Rodriguez cites scores of alarming studies that together paint a grim future for the planet. Climate change, such as global warming, could increase heat-related deaths and droughts, while ozone depletion will push up the rates of melanoma deaths and cataract cases, she says. "Increases in air pollution are estimated to be responsible for an excess in mortality rates ranging from 3 to 6 percent; rain shortages are linked to lower life expectancies and to jumps in death rates from diarrhea and other infectious diseases," she writes.

Global warming and deforestation, she adds, can spread infectious diseases and give rise to new viral mutations as well as new habitats for malaria-carrying mosquitoes. Deforestation has produced new habitats for anopheles darling mosquitoes, for example, and has caused malaria epidemics in South America. "With climatic warming, malaria, St. Louis viral encephalitis and other diseases typical to warm climates could spread to higher latitudes," she warns.

And as water scarcity and contamination spreads, she predicts that in the future Middle Eastern conflicts, for example, could concern water supplies rather than oil.

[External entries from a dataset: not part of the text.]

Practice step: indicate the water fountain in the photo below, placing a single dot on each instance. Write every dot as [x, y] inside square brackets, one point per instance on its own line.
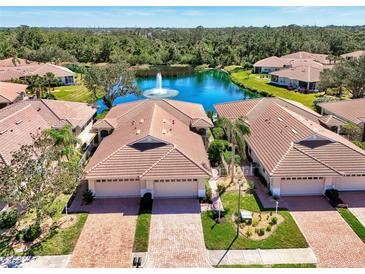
[159, 92]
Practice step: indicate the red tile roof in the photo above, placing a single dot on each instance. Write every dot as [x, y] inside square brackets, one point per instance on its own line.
[288, 144]
[21, 120]
[175, 150]
[9, 92]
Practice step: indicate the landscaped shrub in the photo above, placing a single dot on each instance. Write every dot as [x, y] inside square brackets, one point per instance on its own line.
[146, 203]
[8, 218]
[216, 148]
[218, 133]
[274, 221]
[221, 189]
[31, 233]
[208, 192]
[88, 196]
[261, 231]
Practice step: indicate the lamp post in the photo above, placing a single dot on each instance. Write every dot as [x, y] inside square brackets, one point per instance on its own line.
[239, 207]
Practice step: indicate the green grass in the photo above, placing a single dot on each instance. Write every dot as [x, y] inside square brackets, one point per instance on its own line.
[269, 266]
[222, 236]
[353, 222]
[142, 233]
[60, 242]
[254, 82]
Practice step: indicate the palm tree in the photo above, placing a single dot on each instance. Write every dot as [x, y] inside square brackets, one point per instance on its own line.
[235, 131]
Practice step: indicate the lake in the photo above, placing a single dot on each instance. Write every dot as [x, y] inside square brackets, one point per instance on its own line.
[206, 88]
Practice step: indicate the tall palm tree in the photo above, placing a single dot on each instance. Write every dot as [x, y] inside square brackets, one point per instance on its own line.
[235, 131]
[49, 78]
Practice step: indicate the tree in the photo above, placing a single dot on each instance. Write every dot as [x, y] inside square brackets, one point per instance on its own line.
[114, 80]
[235, 131]
[37, 175]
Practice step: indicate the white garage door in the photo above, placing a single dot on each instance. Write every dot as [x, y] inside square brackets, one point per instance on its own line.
[302, 187]
[117, 189]
[175, 189]
[349, 183]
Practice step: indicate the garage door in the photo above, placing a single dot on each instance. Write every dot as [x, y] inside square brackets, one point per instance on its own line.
[302, 187]
[176, 189]
[349, 183]
[117, 189]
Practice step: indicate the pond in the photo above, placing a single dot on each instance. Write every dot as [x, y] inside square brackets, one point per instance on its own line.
[206, 88]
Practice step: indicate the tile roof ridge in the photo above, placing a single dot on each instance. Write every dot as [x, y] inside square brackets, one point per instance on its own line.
[261, 99]
[319, 161]
[198, 165]
[106, 158]
[159, 160]
[282, 158]
[132, 108]
[16, 112]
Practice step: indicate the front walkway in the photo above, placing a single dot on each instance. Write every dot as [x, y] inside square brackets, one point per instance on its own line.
[262, 256]
[176, 235]
[108, 234]
[331, 238]
[356, 202]
[34, 261]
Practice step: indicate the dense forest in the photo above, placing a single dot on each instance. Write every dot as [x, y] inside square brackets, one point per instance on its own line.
[218, 46]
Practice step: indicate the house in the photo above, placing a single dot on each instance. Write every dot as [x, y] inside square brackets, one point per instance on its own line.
[353, 55]
[349, 111]
[151, 146]
[21, 69]
[295, 155]
[21, 121]
[10, 93]
[300, 77]
[270, 64]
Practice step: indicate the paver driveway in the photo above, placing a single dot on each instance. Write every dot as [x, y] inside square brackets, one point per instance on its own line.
[176, 235]
[331, 238]
[356, 202]
[108, 235]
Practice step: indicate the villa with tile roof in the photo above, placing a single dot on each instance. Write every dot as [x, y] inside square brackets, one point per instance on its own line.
[22, 121]
[347, 111]
[151, 146]
[10, 93]
[11, 69]
[293, 152]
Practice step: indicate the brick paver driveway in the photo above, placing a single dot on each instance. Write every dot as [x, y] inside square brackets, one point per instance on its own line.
[176, 235]
[356, 202]
[331, 238]
[108, 235]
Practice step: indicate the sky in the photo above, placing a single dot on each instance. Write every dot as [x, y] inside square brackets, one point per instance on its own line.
[179, 16]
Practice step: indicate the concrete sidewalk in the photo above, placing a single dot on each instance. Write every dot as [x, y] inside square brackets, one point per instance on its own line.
[34, 261]
[262, 256]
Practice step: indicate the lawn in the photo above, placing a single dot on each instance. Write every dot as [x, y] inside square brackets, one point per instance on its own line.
[60, 242]
[353, 222]
[269, 266]
[142, 233]
[222, 236]
[254, 82]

Among other specific facts and predictions she has collected:

  • Acid rain affects forests worldwide; in the United States, it causes more than $5 billion a year in crop damage.
  • With 1.1 million of the 1.7 million annual deaths in the United States already sensitive to extreme weather, global changes could boost this number even higher. Increases in hurricanes, floods, droughts and crop failures will take ever higher tolls on human life.
  • Every day, between 50 and 100 animal species and at least one plant species become extinct. Within two decades, one- fifth of all living species could disappear. Such extinctions potentially threaten ecosystems as well as potential medicines and chemicals.
  • Carbon dioxide, the largest waste product of our society, is expected to double during the next century causing unprecedented global warming. Effects will include melting polar ice, disappearing islands and colder winters with up to $60 billion lost annually in the United States, up to a 20 percent loss of the world gross domestic product.

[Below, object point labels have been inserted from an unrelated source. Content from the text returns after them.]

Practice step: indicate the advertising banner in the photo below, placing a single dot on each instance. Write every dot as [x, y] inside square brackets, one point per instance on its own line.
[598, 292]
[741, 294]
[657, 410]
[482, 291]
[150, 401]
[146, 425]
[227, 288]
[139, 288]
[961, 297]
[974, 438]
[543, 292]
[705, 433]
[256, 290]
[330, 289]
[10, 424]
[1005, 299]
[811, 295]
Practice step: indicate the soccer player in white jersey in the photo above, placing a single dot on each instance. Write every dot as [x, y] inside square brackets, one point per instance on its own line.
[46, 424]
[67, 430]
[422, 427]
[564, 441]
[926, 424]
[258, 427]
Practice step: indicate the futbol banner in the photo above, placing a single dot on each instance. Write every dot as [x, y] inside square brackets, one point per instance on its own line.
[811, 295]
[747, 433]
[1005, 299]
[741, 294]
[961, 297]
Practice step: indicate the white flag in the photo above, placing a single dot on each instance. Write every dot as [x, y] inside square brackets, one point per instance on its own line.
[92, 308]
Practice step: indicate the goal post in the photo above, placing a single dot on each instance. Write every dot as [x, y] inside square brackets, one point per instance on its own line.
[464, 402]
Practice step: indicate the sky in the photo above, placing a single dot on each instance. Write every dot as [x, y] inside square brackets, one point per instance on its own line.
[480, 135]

"Stopping this destructive process must be given top priority on the world's political agenda," Rodriguez says. She calls on public health professionals -- doctors, nurses, hospitals, teachers, community educators and policy-makers-to serve as public figures to raise awareness and encourage those around them to respect the environment.

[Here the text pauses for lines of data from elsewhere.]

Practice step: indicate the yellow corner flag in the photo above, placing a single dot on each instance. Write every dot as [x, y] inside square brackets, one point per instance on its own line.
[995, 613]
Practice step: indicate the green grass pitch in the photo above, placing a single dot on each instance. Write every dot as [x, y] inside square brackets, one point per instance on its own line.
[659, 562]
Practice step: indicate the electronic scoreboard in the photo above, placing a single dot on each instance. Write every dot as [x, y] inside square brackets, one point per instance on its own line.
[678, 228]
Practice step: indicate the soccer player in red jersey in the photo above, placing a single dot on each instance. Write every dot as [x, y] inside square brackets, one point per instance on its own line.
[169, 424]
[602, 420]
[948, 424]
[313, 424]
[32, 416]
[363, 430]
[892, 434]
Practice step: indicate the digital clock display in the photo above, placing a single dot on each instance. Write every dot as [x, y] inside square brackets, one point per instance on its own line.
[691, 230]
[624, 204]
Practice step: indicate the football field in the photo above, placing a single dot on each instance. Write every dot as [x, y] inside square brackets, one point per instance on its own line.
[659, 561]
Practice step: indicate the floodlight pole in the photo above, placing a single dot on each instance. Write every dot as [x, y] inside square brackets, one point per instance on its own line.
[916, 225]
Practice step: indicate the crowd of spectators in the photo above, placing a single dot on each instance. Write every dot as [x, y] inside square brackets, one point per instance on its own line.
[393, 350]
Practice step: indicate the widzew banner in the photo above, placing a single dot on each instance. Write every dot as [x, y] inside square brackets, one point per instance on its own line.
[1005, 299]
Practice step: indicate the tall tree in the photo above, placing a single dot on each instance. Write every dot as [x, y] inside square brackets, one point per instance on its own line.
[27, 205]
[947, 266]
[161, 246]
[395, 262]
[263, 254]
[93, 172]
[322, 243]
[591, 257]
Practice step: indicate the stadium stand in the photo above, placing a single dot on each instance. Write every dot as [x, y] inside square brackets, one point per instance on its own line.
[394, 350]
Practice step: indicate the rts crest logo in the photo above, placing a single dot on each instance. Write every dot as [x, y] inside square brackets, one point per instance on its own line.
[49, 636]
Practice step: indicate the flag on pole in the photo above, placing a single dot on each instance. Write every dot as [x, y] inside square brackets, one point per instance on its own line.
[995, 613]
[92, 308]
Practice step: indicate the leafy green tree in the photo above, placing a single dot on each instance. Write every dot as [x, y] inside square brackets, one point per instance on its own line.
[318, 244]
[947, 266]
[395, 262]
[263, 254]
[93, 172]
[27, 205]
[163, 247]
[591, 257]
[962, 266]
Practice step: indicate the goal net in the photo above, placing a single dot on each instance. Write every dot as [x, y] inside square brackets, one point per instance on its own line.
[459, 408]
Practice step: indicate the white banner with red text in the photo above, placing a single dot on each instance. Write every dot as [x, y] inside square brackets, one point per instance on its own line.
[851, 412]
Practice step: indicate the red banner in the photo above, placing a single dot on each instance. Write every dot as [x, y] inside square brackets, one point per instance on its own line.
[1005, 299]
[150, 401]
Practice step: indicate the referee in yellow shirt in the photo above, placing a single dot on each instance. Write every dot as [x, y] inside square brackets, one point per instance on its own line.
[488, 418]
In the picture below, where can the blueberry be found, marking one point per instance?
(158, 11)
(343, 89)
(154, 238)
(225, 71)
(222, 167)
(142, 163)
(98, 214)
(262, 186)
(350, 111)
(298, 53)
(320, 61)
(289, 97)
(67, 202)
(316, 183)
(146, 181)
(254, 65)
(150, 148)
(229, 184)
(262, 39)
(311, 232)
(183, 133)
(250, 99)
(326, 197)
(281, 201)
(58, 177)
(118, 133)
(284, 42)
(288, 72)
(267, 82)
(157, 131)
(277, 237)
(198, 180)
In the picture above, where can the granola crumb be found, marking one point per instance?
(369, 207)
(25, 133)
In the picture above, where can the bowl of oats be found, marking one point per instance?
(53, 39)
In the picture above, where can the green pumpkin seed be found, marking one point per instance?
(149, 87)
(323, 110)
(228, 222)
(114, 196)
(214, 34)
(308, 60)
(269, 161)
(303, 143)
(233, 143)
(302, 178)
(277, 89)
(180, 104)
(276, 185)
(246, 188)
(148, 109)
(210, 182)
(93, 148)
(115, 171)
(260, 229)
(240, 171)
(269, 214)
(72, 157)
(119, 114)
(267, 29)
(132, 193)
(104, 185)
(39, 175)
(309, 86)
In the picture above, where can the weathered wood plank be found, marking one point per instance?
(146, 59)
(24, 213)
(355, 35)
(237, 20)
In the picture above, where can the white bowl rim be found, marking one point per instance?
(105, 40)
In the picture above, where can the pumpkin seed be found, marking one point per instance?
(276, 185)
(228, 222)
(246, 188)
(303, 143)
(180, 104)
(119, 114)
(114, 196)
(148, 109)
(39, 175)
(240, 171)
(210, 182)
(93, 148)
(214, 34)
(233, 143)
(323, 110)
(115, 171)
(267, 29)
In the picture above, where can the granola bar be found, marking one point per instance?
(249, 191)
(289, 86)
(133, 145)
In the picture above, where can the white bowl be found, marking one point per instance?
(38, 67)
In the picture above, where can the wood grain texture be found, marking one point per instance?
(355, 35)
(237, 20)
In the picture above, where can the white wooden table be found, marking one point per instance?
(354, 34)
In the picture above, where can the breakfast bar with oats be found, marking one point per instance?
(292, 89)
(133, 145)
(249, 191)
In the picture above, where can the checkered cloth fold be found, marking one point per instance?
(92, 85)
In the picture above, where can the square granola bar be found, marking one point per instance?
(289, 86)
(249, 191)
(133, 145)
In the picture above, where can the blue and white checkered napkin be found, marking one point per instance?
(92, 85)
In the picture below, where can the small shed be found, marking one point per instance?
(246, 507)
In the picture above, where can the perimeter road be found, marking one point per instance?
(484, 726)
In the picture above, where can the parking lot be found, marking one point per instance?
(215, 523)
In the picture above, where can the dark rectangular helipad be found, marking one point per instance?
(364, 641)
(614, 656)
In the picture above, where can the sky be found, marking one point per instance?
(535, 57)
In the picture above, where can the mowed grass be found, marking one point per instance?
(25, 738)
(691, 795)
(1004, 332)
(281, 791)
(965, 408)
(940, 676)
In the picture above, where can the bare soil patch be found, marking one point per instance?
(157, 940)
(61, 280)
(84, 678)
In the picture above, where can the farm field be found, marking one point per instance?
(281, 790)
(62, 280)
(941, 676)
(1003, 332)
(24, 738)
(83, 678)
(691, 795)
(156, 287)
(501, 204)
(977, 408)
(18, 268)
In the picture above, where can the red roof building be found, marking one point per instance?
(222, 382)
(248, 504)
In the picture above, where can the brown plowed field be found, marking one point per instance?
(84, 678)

"Instead of recommending 20 minutes of workout three times a week, we could talk about 'taking back the streets,' walking to the store, using cars with moderation and demanding better public transportation," Rodriguez suggests. Governments could divert some money now used for unemployment benefits and welfare payments to create jobs dedicated to preserving the environment.

"And we must dispel the myth that environmentally conscious enterprises are uneconomical," she adds, citing examples such as New England Electric that saved its customers millions of dollars by producing more energy-efficient systems and encourages energy conservation, and Volkswagen that takes back its Golf cars for recycling. "Rigorous evaluations of environmental impacts and their costs are well under way, at both national and international levels. Now is our chance to take an active role and become leaders involved with this important issue."